We left Florida and sailed to the Bahamas where we were able to sail in and out of anchorages, as well as between the islands with ease. We used the motor for short spurts of power in some tricky areas, but the intense sun was able to charge the batteries back in about a week. The generator helped give us more power and sooner than a week; but it was not mandatory, only helpful.

When we left the Bahamas for the Azores, we carried 10 gallons of gasoline for the generator to help power us along the way. We had no wind and this voyage took 21 days to get to Bermuda, but we only ran the generator twice in our time at sea.

Foolishly, we purchased a third gas can and carried with us 15 gallons of gasoline when we left Bermuda for the Azores.

The winds were much more favorable and present, giving us the ability to sail the whole way across the ocean with considerable speed. On this voyage, we discovered that all of our solar panels had died of corrosion, meaning that our only two power sources were the generator and the motors regeneration to keep our fridge running.

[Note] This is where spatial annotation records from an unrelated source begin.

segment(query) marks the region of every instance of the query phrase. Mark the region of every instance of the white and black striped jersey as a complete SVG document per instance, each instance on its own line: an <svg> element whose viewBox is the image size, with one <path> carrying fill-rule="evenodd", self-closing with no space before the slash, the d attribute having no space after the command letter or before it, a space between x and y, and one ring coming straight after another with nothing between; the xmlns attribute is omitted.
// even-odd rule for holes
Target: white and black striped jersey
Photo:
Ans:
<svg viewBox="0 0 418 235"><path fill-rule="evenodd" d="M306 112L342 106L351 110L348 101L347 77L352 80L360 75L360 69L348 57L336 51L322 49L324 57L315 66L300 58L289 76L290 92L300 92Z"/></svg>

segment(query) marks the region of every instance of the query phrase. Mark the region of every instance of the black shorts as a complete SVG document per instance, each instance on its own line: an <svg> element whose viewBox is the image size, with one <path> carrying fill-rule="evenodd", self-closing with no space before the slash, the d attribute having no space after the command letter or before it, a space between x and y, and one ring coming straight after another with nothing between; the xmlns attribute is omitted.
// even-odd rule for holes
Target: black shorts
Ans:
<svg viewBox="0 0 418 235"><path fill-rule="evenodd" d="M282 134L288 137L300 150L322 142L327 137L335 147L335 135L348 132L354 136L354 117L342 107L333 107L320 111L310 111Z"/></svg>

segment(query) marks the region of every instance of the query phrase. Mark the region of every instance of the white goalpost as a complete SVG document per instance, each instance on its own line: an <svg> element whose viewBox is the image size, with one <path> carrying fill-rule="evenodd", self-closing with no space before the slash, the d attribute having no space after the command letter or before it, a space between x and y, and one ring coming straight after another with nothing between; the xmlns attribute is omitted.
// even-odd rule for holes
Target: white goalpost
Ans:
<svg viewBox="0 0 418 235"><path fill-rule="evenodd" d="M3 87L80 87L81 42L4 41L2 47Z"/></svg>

The reason I say we foolishly carried 15 gallons of fuel is because we never needed to run the generator. The propeller spinning 24 hours a day provided us with so much power that we spent most of the journey at full charge!

In the open ocean, an electric motor is far superior to a Diesel engine. It will silently produce electricity all the time with no limitations of fuel capacities. When the winds are good, you will be sailing, and when the winds are not blowing, grab a book and wait for them to return! We crossed from Bermuda to the Azores in 24 days, with 4 days in a row where we were totally becalmed. The other 20 days had great winds that carried us over 100 miles per day and kept all the batteries charged.

An electric motor is not ideal for every situation, and not ideal for every sailor. If you have a tight schedule or want to move at a set minimum speed, you will be better off with a diesel motor. If you actually sail, and/or sail long distances, then an electric motor will be your new best friend.

We personally view our electric motor as a hydrogenerator that helps with docking and have never been happier with it!